The Budget on 24 March did not contain much to excite the energy sector, but notably for the sector the Chancellor announced a £2 billion government-backed green bank to provide investment in, amongst other things, offshore wind projects.

Despite the apparent fertility of the green bank, it is just not fecund enough for some. Already the funding is being denounced in some quarters as too mean in ratio to the estimated £100 billion required to finance the offshore wind dream.

Others may take the view that £2 billion is better than a poke in the eye with a red briefcase, and the funding is not restricted to offshore wind, so if offshore wind is already as bankable as some are suggesting, maybe other technologies will take the benefit.

The announcement came alongside a grant of £60 million to assist upgrade of ports to facilitate the offshore wind farm development. It is proposed that there will be an open Offshore Wind Site Development Competition, inviting bids from port authorities and project developers proposing new offshore wind manufacturing and assembly facilities.

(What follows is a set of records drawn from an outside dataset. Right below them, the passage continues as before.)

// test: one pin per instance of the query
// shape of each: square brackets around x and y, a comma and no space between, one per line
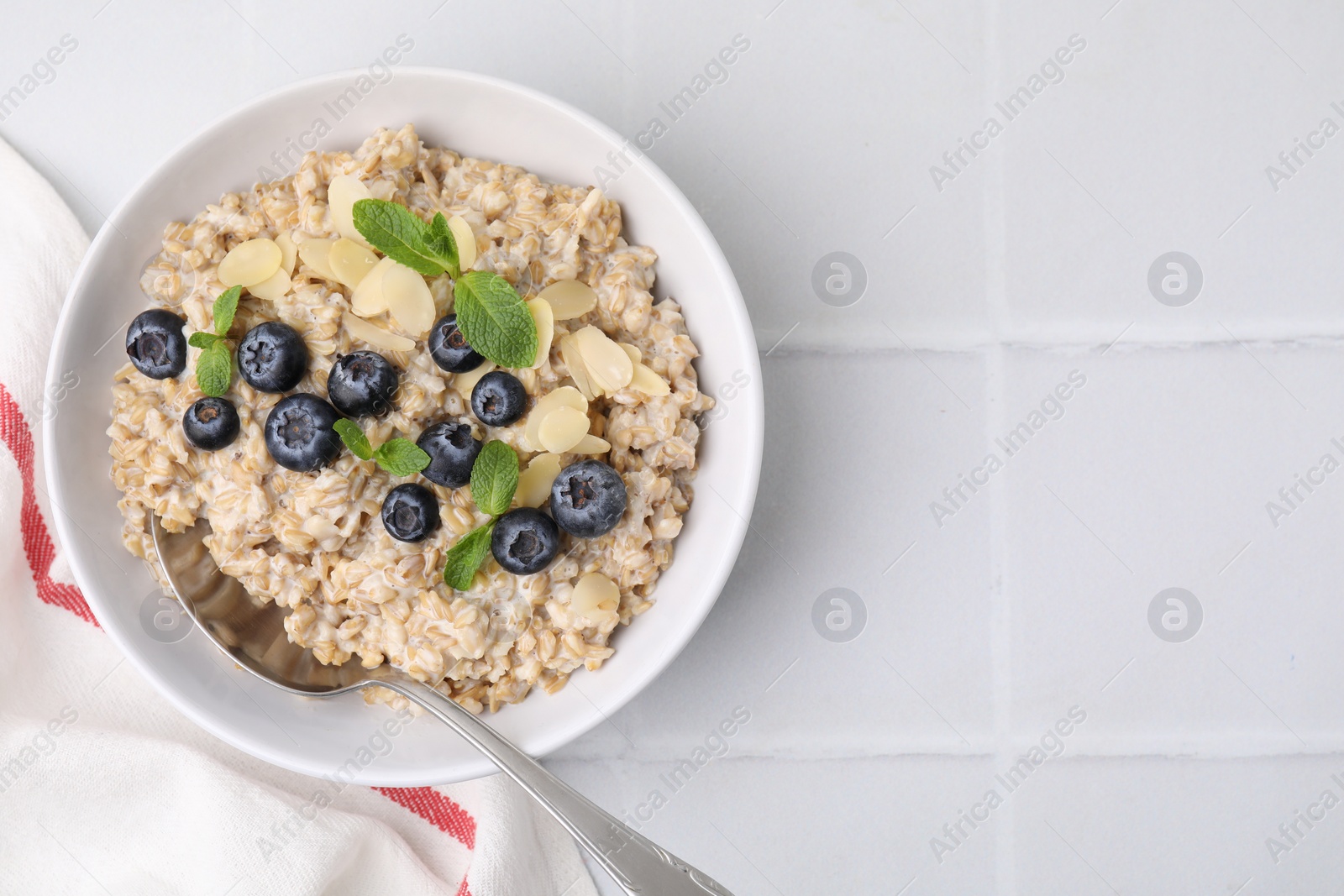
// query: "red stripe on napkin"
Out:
[39,550]
[37,542]
[437,810]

Detailed criteria for the competition will be announced at a later date, but it has been indicated that the criteria for funding are likely to consider the projects' technical and commercial viability and their impact in terms of jobs and the wider economy. The fund may be split between two or more sites, but may also go to only one site, with Blyth being tipped as a likely recipient of the lion's share thanks to its having secured a commitment from Clipper Windpower to locate its blade manufacturing facility near the port.